アメリカ・メイン州から武漢の華南海鮮市場に届いた冷凍ロブスターにいたウイルスが新型コロナだというものです。

当時、確かにありました。「海外からの冷凍食品に付着したウイルスのせいだ」という主張。

これらは、中国が責任逃れのために広めた説だとして、相手にされませんでした。

しかし、新たな分析では、この匿名の投稿がコロナ禍起源の謎を解くカギになり、また中国がこれに関する情報を隠しているという根拠になりうるとまとめています。

フランスの生物学者

ここで1人のフランス国立研究機関の進化生物学者G(女性)が登場します。

Gは、今までのある情報を積み上げた結果、科学的に見て、「コロナは自然発生だ」と強く信じていました。

匿名の「冷凍ロブスター説」投稿を見て最初は「とても手の込んだ誤情報だわ」と言いました。

しかし、その投稿を今改めて深く読み込んでいくと、彼女は腰を抜かしました。

なんと、その投稿には、華南海鮮市場内の店の正確な地図が示されており、その中で、コロナに感染している野生動物の置いてある場所まで特定してあったのです。

また、もう一つ、その市場の売り手の「コロナに対する抗体(つまり店員は感染していた)」を持っているというデータまで載せていたのです。

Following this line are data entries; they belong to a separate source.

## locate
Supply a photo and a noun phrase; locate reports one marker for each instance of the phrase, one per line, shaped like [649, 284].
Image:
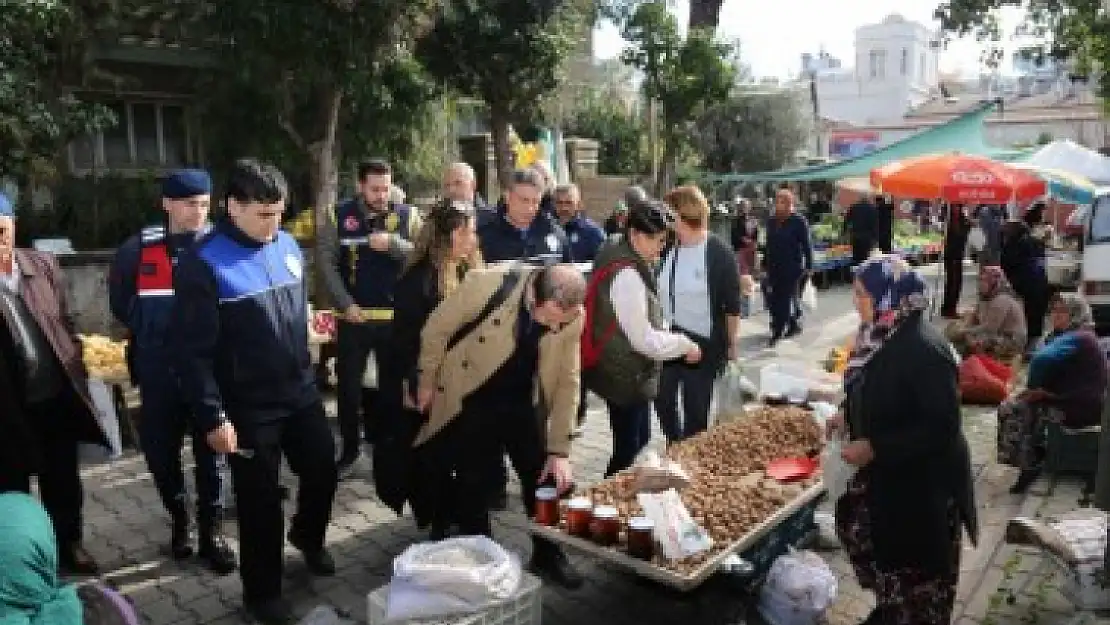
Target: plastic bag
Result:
[323, 615]
[733, 391]
[675, 528]
[978, 385]
[370, 374]
[809, 298]
[456, 576]
[653, 474]
[836, 473]
[799, 587]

今まで中国はこの情報を一切公表していません。

後に、華南海鮮市場の内部の地図は細部に渡って『正確』だと確認されたことから、彼女はこの匿名投稿の信憑性が高まったと言います。

つまり、匿名の投稿は、内部の”事情を知る者”がしたと考えられます。

崑崙の剣

匿名投稿の主は【崑崙(こんろん)の剣】という名前を使っています。

崑崙山は中国の伝説上の山で、道教と関連があります。崑崙の剣は、2019年夏からアメリカで起きた、電子タバコ関連肺障害(EVALI) の中に、実はコロナ肺炎が紛れていたと主張しています。

覚えていますか?電子タバコを吸っている人が肺炎を起こし、2020年2月までの間に2080人が入院し、68人が死亡しました。

この数カ月後に、新型コロナが騒がれ始めたのです。

2019年12月31日、謎の肺炎クラスターが華南海鮮市場に関連すると、中国はWHOに報告し、翌日市場は閉鎖されました。

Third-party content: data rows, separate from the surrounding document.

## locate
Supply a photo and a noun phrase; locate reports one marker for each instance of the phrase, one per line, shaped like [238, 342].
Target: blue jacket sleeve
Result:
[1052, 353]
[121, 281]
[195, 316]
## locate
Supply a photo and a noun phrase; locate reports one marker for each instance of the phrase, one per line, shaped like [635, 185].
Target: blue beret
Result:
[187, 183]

当初は、不法取引されている野生動物が感染源だと考えられました。

崑崙の剣の主張する、米・メイン州からのロブスターが感染源というネタは、インドにある中国総領事館がTwitter(現X)で拡散し、話題となりました。

市場の地図

2021年の崑崙の剣の投稿以前は、市場に関する地図は2つしか公開されていませんでした。

一つは2020年のWHO主導での調査で、もう一つは中国CDC(疾病管理予防センター)からの流出文書にあったものです。

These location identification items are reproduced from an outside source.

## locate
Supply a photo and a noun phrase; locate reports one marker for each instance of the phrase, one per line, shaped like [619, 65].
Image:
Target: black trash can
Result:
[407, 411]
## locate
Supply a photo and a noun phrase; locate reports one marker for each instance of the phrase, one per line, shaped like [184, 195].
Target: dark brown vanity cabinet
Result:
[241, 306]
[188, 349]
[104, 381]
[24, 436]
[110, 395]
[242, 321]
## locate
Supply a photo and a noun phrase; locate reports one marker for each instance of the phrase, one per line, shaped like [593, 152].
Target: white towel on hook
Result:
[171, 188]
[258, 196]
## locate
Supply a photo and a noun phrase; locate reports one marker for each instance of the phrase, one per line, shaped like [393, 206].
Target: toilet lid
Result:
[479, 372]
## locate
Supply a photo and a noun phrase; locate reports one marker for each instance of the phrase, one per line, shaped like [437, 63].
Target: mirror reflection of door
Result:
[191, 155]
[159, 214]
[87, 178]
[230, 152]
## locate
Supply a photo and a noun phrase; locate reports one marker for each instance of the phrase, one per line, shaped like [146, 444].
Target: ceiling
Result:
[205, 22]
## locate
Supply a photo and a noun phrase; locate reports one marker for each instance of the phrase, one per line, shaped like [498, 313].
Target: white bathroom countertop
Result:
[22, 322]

このときのWHOの報告では、コロナ集団感染がわかった後、当該市場の動物や職員たちを検査するとすべて陰性だったのです。つまり、市場内で動物から広がったというのは考えにくいのです。

そして、その後、崑崙の剣が新たな地図を3つ投稿しました。

これらの地図は中国CDCやその他の中国研究機関が作成した報告書内に含まれるものでした。

これらの報告書では、「コロナ陽性」「抗体陽性(既感染)」などは0だと報告していましたが、その中に含まれる地図(崑崙が投稿)では、米・メイン州から来たロブスターを売っていた人たちなど4つの店の人物と、店の床、下水道からコロナが検出されたことを示していました。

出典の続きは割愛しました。